Son yıllarda bitkisel maddelerde HIV’e karşı savaşım gündemdedir. Bunlar: 1-Avustralya’nın kuzey-doğusunda tropikal iklimde yetişen bir süs ağacı olan ‘Castanospermum australe’den 1981 yılında izole edilen Castanospermin. Tohumları kestaneye benzeyen bu bitkiyi yerli halk gıda olarak kullanmaktadır.

2-Moraceue familyasının morus türlerinden elde edilen Moralin (Deoksinojimiysin). Tropikal ve Suptropikal bölgelerde yetişir. 1960’da sentezlenen etken madde, 1976’da morus türünden izole edilmiştir. 3-Avustralya ve Yeni Zelanda’da yayılış gösteren çalımsı, bezelyemsi meyveleri olan, ‘Swainson galegefolia’dan 1979 yılında izole edilen Swainsonin. Bitki 1 m. kadar boya erişmekte, kırmızı çiçekler taşımakta ve süs bitkisi olarak yetiştirilmektedir.
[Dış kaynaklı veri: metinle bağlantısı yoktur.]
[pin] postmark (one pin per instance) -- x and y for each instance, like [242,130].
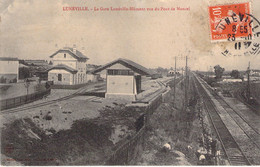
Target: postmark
[230,22]
[248,45]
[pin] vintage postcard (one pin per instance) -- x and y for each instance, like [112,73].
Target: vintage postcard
[129,82]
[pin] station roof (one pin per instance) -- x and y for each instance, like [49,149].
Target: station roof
[78,55]
[127,63]
[63,67]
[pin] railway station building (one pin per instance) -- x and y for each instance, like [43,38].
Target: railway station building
[9,69]
[69,67]
[123,78]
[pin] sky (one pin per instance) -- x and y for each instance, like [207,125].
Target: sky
[35,29]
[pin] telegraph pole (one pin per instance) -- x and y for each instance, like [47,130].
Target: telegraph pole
[174,82]
[186,83]
[248,81]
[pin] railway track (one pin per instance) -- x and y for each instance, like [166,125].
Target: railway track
[231,148]
[162,85]
[77,92]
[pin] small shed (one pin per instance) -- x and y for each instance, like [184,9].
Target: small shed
[123,78]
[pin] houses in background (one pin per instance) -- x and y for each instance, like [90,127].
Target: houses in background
[123,78]
[69,67]
[9,69]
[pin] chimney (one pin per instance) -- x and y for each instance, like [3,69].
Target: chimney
[74,48]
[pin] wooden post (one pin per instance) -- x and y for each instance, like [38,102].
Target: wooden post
[174,83]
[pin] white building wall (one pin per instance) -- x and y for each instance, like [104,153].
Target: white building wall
[120,84]
[69,60]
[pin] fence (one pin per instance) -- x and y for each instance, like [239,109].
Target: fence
[20,100]
[133,147]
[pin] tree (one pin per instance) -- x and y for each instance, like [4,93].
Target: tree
[235,74]
[219,71]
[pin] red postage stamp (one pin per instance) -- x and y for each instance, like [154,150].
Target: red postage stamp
[230,22]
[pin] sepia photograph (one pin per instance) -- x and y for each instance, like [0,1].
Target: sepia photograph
[129,82]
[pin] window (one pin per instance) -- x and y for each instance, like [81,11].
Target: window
[59,77]
[120,72]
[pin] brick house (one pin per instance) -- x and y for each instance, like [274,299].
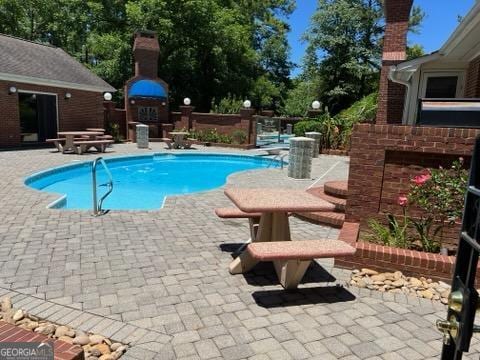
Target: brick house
[438,89]
[146,99]
[427,117]
[44,90]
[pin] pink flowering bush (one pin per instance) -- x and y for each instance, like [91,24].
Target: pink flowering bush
[439,194]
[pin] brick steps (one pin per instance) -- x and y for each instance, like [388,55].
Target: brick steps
[336,188]
[335,192]
[330,218]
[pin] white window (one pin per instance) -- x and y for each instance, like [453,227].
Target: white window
[446,85]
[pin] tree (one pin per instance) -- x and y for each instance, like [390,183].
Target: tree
[209,48]
[344,47]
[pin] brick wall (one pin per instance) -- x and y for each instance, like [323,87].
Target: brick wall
[84,109]
[472,83]
[383,158]
[391,95]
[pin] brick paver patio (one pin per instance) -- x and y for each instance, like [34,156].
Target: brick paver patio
[159,280]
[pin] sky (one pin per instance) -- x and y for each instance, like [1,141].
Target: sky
[440,21]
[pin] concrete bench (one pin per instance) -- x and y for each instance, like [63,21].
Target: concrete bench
[292,258]
[235,213]
[167,141]
[57,142]
[84,145]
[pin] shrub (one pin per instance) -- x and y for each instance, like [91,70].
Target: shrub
[239,137]
[211,136]
[229,105]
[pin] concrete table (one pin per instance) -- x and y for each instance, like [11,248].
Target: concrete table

HIV virüsünün Askeri kökenli olduğu iddialarının yanında, Doğu Afrika kökenli olduğu iddiaları da vardır. Verilen rakamlara göre Batı ülkelerinde %1-5, orta ve batı Afrika’da %4-6, doğu Afrika’da ise %18-23 oranında, kanında HIV taşıyan insan olduğu iddia edilmektedir.

1991 yılı rakamlarına göre dünyadaki belirlenen AIDS’li sayısı 1,5 milyondur. Bunun dışında 2,5 milyon taşıyıcı vardır. 2000 yılında bu rakamın 20-30 milyon arasında olması beklenmektedir.